Working with top orchestral conductors, students have the unique opportunity to be inspired and develop their instrumental and ensemble skills through experiencing challenging repertoire they would not normally encounter.
EYMW also challenges a small selection of young composers by commissioning new works. For the more advanced, determined and loyal students there is an opportunity to take a concerto roles.
A unique feature of EYMW is that seating arrangements are not fixed. A violinist is just as likely to find themselves leading a section as sitting on the back desk; or a flautist playing a challenging solo or doubling second flute. This provides an equal opportunity for everyone to develop their orchestral playing.

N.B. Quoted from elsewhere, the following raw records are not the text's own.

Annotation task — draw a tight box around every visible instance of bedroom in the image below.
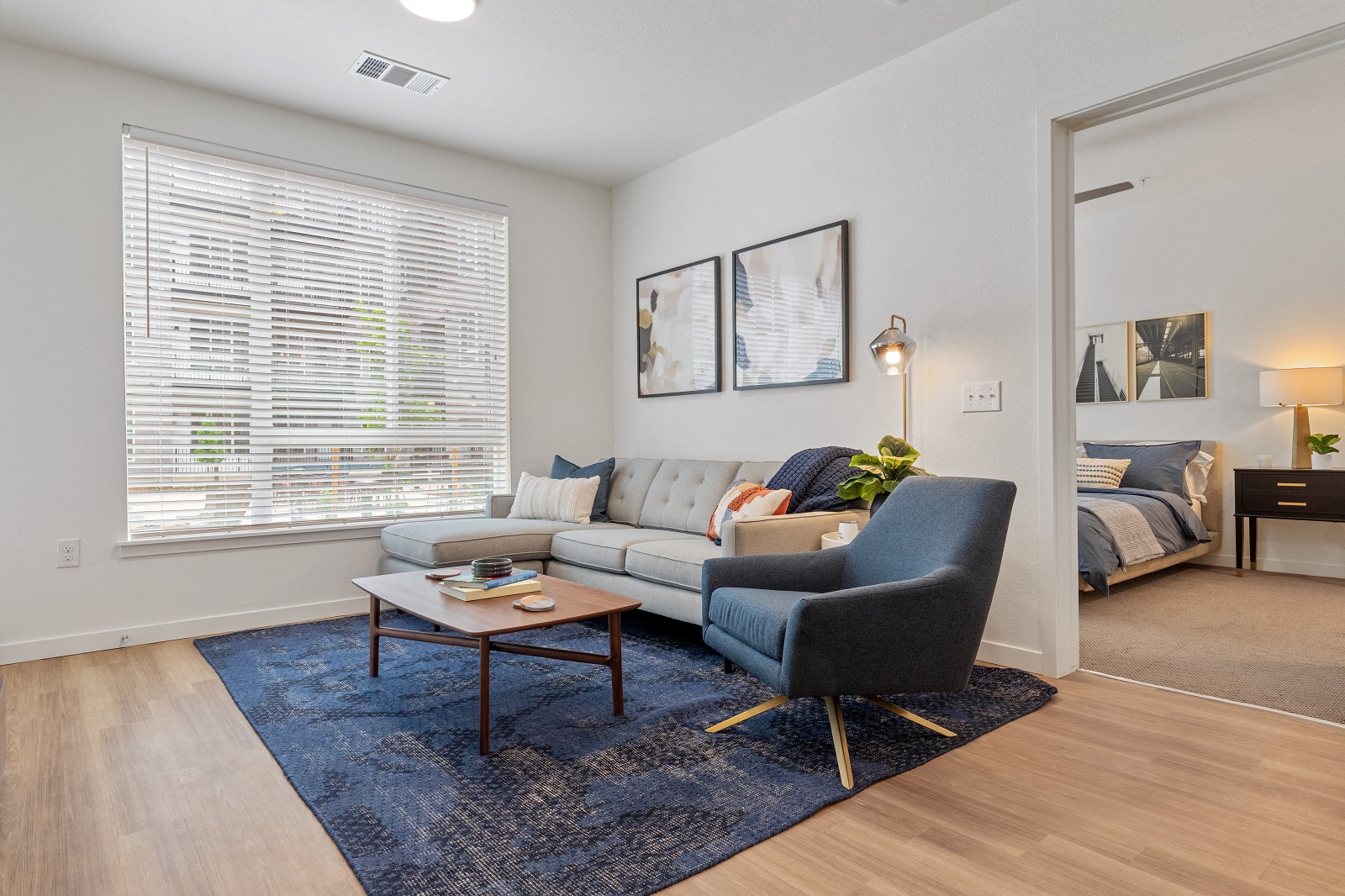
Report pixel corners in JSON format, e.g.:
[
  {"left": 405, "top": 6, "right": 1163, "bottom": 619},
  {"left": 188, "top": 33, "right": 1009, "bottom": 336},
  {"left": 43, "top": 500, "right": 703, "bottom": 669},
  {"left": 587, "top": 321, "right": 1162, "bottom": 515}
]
[{"left": 1073, "top": 45, "right": 1345, "bottom": 724}]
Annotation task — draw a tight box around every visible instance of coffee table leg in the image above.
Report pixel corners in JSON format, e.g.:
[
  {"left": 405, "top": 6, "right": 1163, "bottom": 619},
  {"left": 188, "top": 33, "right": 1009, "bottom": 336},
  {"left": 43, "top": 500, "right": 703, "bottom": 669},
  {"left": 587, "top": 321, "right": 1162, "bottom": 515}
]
[
  {"left": 479, "top": 638, "right": 491, "bottom": 756},
  {"left": 368, "top": 594, "right": 379, "bottom": 678},
  {"left": 607, "top": 614, "right": 625, "bottom": 716}
]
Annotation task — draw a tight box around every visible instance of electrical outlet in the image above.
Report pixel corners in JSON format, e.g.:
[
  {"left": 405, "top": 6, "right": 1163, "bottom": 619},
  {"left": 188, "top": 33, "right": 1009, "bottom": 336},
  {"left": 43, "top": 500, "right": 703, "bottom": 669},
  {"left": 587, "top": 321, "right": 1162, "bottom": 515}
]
[
  {"left": 56, "top": 538, "right": 79, "bottom": 567},
  {"left": 962, "top": 379, "right": 1000, "bottom": 414}
]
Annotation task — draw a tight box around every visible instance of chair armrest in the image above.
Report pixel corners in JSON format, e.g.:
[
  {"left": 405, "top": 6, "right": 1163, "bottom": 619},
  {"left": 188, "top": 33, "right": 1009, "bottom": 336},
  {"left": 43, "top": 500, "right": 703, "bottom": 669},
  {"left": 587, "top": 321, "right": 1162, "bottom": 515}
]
[
  {"left": 701, "top": 547, "right": 847, "bottom": 628},
  {"left": 486, "top": 495, "right": 514, "bottom": 519},
  {"left": 783, "top": 565, "right": 994, "bottom": 697},
  {"left": 721, "top": 510, "right": 869, "bottom": 557}
]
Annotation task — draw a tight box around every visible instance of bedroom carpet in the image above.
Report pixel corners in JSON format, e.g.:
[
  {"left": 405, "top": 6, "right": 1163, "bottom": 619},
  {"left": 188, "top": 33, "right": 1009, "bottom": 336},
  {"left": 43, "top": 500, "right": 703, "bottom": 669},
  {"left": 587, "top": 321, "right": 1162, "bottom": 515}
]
[
  {"left": 1079, "top": 565, "right": 1345, "bottom": 724},
  {"left": 197, "top": 603, "right": 1056, "bottom": 896}
]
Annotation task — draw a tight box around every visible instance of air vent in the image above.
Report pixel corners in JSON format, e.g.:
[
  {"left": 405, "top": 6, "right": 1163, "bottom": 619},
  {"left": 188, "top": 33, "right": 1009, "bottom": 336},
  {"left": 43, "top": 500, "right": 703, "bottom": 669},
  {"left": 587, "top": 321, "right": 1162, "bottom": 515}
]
[{"left": 350, "top": 52, "right": 448, "bottom": 97}]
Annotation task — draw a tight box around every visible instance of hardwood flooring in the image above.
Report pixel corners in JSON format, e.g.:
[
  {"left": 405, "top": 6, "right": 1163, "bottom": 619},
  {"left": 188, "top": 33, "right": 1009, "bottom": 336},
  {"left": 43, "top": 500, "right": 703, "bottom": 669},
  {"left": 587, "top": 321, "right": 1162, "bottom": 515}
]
[{"left": 0, "top": 640, "right": 1345, "bottom": 896}]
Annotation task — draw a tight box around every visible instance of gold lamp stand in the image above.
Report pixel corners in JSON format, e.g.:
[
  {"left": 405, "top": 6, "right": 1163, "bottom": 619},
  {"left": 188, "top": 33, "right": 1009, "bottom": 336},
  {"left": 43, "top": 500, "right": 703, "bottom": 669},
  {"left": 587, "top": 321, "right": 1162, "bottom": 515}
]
[{"left": 1293, "top": 405, "right": 1313, "bottom": 470}]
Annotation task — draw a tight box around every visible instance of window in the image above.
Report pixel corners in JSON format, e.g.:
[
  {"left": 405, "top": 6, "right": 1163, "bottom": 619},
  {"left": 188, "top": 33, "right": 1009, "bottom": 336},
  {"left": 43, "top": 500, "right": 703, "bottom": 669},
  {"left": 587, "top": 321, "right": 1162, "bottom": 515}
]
[{"left": 123, "top": 129, "right": 509, "bottom": 538}]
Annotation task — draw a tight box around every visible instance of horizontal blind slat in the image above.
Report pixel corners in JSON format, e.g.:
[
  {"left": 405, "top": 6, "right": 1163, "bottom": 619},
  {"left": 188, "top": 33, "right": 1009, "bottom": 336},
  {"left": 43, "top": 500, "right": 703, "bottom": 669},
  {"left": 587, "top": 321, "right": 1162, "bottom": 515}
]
[{"left": 123, "top": 139, "right": 509, "bottom": 537}]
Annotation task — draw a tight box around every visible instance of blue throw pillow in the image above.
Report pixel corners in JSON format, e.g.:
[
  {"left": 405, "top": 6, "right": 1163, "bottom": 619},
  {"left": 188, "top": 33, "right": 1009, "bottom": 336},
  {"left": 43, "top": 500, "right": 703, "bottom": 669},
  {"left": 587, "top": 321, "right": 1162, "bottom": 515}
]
[
  {"left": 1084, "top": 441, "right": 1200, "bottom": 500},
  {"left": 551, "top": 455, "right": 616, "bottom": 522}
]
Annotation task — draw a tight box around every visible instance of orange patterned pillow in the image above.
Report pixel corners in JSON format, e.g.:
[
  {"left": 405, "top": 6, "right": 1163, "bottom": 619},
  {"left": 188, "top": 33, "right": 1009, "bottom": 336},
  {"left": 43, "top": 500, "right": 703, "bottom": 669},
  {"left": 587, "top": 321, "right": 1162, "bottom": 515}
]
[{"left": 704, "top": 479, "right": 792, "bottom": 545}]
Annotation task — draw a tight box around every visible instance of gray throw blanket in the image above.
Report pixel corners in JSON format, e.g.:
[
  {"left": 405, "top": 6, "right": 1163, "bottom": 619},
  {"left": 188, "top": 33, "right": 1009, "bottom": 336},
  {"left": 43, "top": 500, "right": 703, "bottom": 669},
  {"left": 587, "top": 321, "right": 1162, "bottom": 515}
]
[{"left": 765, "top": 445, "right": 863, "bottom": 514}]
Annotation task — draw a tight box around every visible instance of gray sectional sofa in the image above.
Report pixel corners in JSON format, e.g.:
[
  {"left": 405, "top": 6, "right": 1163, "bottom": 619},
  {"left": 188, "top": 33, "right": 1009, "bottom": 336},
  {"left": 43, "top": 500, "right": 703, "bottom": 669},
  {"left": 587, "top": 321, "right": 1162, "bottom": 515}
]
[{"left": 382, "top": 457, "right": 869, "bottom": 625}]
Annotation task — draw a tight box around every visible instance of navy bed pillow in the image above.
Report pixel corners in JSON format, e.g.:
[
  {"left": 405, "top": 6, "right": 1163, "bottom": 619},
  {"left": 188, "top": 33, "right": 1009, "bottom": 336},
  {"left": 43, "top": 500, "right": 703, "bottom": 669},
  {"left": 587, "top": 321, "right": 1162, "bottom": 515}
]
[
  {"left": 551, "top": 455, "right": 616, "bottom": 522},
  {"left": 1084, "top": 441, "right": 1200, "bottom": 500}
]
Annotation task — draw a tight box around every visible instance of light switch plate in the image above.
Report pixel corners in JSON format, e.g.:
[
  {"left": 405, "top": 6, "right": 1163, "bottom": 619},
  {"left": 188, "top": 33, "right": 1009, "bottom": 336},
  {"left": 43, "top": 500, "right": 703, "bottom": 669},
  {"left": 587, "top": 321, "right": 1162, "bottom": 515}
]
[
  {"left": 962, "top": 379, "right": 1000, "bottom": 414},
  {"left": 56, "top": 538, "right": 79, "bottom": 567}
]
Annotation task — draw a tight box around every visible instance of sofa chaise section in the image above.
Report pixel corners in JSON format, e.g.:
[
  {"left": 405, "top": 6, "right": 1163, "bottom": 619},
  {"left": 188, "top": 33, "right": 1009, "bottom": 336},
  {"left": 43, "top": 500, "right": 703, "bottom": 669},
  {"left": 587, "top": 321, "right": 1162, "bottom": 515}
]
[{"left": 382, "top": 457, "right": 869, "bottom": 625}]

The students of the EYMW orchestra are aged between 16 and 26 and are drawn from schools, youth orchestras, conservatoires, universities and the orchestral profession. We have many participants who, although now in employment, see this week as a wonderful opportunity to further develop their skills and enjoy a holiday with friends too. Social events in the evenings are always an enjoyable feature of the course, as are the afternoon visits to local places of interest.
Many students come back year after year and we have even welcomed the offspring of students from the early years who originally met on the course.
EUROPEAN REFUGEE YOUTH CHOIR
In August 2016, Young Orchestras Directors discussed a new project that would aim to support young refugees in the only way we know how; through music. European Youth Music Refugee Choirs was born.
In August 2018, after a year of applying for funding, working with partner charities and recruiting our refugees, the European Youth Music Week welcomed 32 young refugees and hosts from all over the world who now live in England. Whilst on the course the choir participants took part in a structured week of choral training, Arts Awards and improving their English. At the end of the week the choir performed three pieces in a concert in Leicester Cathedral, one of these, Ubi Bene Ibi Patria, they performed alongside the symphony orchestra made up of the participants from the European Youth Music Week.
The hope of the Directors of Young Orchestras is that we can secure enough funding to make this an annual music course and to support rehearsals across the country in the lead up to the course.
Originally, the Anglo German Youth Music Week, ran just over 30 years before becoming European Youth Music Week.
The Rochford Ensemble met annually in the Welsh border town of Hay-on-Wye, usually in the first weekend of October for a full weekend of orchestral music making with members of the music week orchestras, both past and present. The concert was part of the Hay-on-Wye Music Festival and provided the opportunity to rehearse and perform together; a well-regarded social occasion by all involved.
The Rochford Ensemble continued until 2016, with the final concert lead by the original founder of the Anglo German Youth Music Week, Jeff Babb at the age of 89, and current Director of Young Orchestras and EYMW conductor Keith Horsfall.